Wie Menschen auf Fotos abgebildet werden, ist Engel ebenfalls wichtig. „Jeder sollte schon selbst entscheiden in welcher Situation er gerade fotografiert und abgebildet wird.“ Bei unvorteilhaft aufgenommenen Bildern könne „man nur schwer etwas machen.“ „Einen Kaffeefleck auf dem Hemd kann ich aber beseitigen.“ Diese Ausgabe ist die letzte, die von Tom Engel gestaltet wird. „Im August werde ich 67 Jahre. Da möchte ich Stück für Stück mein Arbeitspensum zurückfahren und nur noch einige, wenige Aufträge annehmen.“ Außerdem sei jetzt „ein idealer Zeitpunkt“, da Rudi Ullrich, der seit 25 Jahren der redaktionelle Kopf ist, die Redaktionsleitung weitergeben wird. „Ich habe mit Rudi Ullrich und Irmi Behrens über so viele Jahre so gut und symbiotisch zusammengearbeitet. Da haben wir uns darauf verständigt, dass wir gemeinsam aufhören."

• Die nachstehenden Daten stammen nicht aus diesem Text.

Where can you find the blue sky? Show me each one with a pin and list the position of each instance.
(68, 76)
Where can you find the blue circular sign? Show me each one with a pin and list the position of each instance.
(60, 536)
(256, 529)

Der blista-News wird er aber als aufmerksamer und interessierter Leser erhalten bleiben. „An der blista hat mich immer sehr beeindruckt, mit wie viel Energie und Engagement die Schülerinnen und Schüler, aber auch die Mitarbeiterinnen und Mitarbeiter, bei der Sache sind. Das will ich gerne weiter wissen.“ Von der gestalterischen Arbeit am Computer entspannt sich Tom Engel bei ausgedehnten Waldspaziergängen mit seinem Hund. „Ich lese außerdem gerne und viel. Aber keine E-Books. Ich mag, wenn das Papier raschelt und ich was in den Händen halte.“ Dafür und für die wenigen Projekte, die er noch weiter betreuen möchte, wird er nun ein wenig mehr Zeit haben. Zeit genug, die blista-News zu lesen, die er über siebzehn Jahre lang gestaltet hat und den darin ab­gedruckten Geschichten und Beiträgen erst zur vollen Wirkung verholfen hat.